The new segment, called Deans Trail Phase IIIB, will connect the end of the existing Deans Trail at Don Tyson Parkway to the Fayetteville trail network to the south. It's a modest piece of infrastructure, but it effectively stitches Springdale into a regional system that stretches more than 100 paved miles through Bentonville, Rogers, and Fayetteville.
Springdale, with roughly 90,000 residents, is the fourth-largest city in Arkansas and one of the fastest-growing in the country. It is also the most diverse city in the Northwest Arkansas metro, with a large Hispanic and Latino population and significant Marshallese and Pacific Islander communities. These are residents who disproportionately walk, bike, and use transit to get around, and who have had the least access to the trail infrastructure that has become a point of regional pride.

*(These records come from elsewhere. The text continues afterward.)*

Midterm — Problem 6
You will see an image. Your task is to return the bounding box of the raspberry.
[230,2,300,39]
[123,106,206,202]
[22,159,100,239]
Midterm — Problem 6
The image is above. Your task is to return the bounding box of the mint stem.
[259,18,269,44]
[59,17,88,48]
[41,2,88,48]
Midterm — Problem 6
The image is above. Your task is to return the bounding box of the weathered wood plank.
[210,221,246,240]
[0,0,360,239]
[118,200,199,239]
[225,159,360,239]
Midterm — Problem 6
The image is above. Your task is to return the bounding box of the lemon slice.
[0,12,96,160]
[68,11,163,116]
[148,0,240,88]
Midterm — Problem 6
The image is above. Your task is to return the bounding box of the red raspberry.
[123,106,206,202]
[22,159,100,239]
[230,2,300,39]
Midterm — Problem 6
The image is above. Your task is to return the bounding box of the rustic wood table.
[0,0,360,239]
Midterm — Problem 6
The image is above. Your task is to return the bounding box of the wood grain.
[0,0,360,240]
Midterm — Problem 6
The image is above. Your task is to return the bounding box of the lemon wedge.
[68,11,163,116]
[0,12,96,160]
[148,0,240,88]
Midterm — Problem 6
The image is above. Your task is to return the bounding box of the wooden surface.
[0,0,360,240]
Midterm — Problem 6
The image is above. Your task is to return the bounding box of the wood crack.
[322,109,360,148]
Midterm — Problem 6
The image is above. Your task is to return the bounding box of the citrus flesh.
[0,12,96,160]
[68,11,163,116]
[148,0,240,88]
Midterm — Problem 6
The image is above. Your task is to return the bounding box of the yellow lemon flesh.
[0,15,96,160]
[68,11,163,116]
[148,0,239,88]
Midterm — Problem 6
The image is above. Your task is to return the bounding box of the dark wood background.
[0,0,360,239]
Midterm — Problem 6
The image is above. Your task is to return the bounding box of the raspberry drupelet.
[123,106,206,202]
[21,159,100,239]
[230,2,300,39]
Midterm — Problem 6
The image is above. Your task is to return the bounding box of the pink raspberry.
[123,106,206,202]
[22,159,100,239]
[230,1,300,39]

Northwest Arkansas's trail network, built incrementally over two decades with substantial backing from the Walton Family Foundation, has drawn national attention as a model for mid-sized metro trail development and is frequently credited with helping major employers like Walmart and Tyson Foods attract workers to the region. But Springdale, home to Tyson Foods' headquarters, has historically lagged behind its neighbors in trail connectivity. Don Tyson Parkway, a busy commercial corridor that has seen rapid development in recent years, was built for cars, and connecting pedestrians and cyclists safely across and along it has been a persistent challenge.
The funding comes from the federal Safe Streets and Roads for All program, created by the 2021 Bipartisan Infrastructure Law with $5 billion to reduce traffic deaths and serious injuries. Similar SS4A awards have supported pedestrian safety projects across the country, including in Chattahoochee, Florida and communities in Northwest Ohio. The program's future is uncertain under the current administration, which has signaled shifting infrastructure priorities, making already-awarded grants like this one more significant for communities counting on the funding.
The grant was posted in March 2026, pointing to construction activity later this year.